Enlisés dans la guerre
Naftemporiki écrit :
«Un mois après l'attaque de l'Ukraine par Vladimir Poutine, les plus affectés par les horreurs de la guerre sont les peuples d'Europe. Le pire, c'est qu'un cessez-le-feu n'est pas probable. Du moins pas dans l'immédiat. Le président russe refuse de reconnaître que son plan d'attaque a échoué. En dépit de lourdes pertes, il prépare la prochaine offensive, avec des renforts de matériel et de soldats. La guerre d'usure va probablement continuer longtemps encore. ... Du moins jusqu'à ce que Moscou ait décidé des moyens à mettre en œuvre et évalué les chances de réussite de sa nouvelle offensive. Dans le même temps, l'Ouest jauge jusqu'où l'OTAN peut aller sans risquer de déclencher une troisième guerre mondiale.»
Nous allons au devant de temps difficiles
Indépendamment de l'issue des négociations à venir, l'Europe y perdra beaucoup, estime Primorske novice :
«Les questions centrales des négociateurs en chef porteront sur les territoires que les Ukrainiens sont prêts à céder aux Russes, la hauteur des réparations que Poutine est prêt à payer pour se racheter de ses crimes et ne pas devoir comparaître devant une cour internationale et comment la Russie indemnisera l'Ukraine des dégâts purement matériels qu'elle lui a infligés. Quels que soient les résultats, l'Europe sera la grande perdante de cette crise. Elle devra en effet supporter les coûts liés à l'accueil des réfugiés, aux sanctions économiques et à la flambée des prix de l'énergie. Mais c'est la hausse des dépenses de défense qui reviendra le plus cher à l'Europe, et la conscience de devoir vivre dans le voisinage d'un ours russe blessé.»
Poutine ne va pas se contenter de l'Ukraine
L'hebdomadaire roumain Observatorul Cultural croit que le chef du Kremlin entend prendre d'autres pays :
«Vladimir Poutine estime que l'Ukraine fait partie de l'espace soviétique, un espace où les victimes ne comptent pas et où n'importe que le but final : la destruction de l'Ukraine en tant qu'Etat. Poutine ne va pas s'arrêter là, il estimera que d'autres territoires aussi 'sont les siens' et ceux de la Russie. ... Il se peut que la République de Moldavie soit la prochaine cible sur sa liste, à moins que ce ne soient les Etats baltes. Il l'a signalé vendredi dernier lors de sa prestation au stade de Moscou. ... La situation est angoissante : il est en train de dynamiter sous nos yeux tous les accords d'après-guerre.»
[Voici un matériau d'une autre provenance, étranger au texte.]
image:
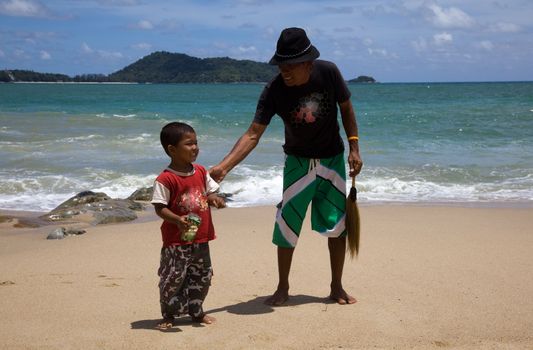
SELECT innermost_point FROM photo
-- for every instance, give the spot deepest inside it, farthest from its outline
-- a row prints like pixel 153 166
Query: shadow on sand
pixel 254 306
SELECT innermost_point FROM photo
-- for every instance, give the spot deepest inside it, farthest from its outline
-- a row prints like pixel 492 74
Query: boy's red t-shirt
pixel 185 193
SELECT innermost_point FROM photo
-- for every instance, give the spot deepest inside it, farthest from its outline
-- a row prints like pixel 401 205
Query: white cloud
pixel 377 52
pixel 442 38
pixel 486 45
pixel 249 49
pixel 144 24
pixel 85 48
pixel 45 55
pixel 449 18
pixel 23 8
pixel 118 2
pixel 110 54
pixel 142 46
pixel 503 27
pixel 419 45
Pour une réforme du droit de veto à l'ONU
En 2006, les cinq membres permanents du Conseil de sécurité de l'ONU avaient rejeté une proposition de Kofi Annan visant à lever le droit de veto de cet organe en présence de conflits impliquant des crimes contre l'humanité. On en fait les frais aujourd'hui, s'indigne dans Le Courrier Jean Ziegler, ex- rapporteur spécial auprès de l'ONU sur la question du droit à l'alimentation dans le monde :
«En Ukraine, conséquence du droit de veto russe, on ne trouve pas un seul casque bleu sur une quelconque ligne de cessez-le-feu négociée, pas de corridors humanitaires sous contrôle international, pas d'interdiction de vols militaires au-dessus des quartiers résidentiels. Aucun des nombreux instruments visant à garantir la sécurité collective – et donc la paix mondiale – ne peut être appliqué par la communauté internationale. … Où est l'espoir? Dans l'insurrection des consciences des peuples des Nations unies, dans leur volonté d'imposer à leurs gouvernements respectifs la réforme radicale du Conseil de sécurité.»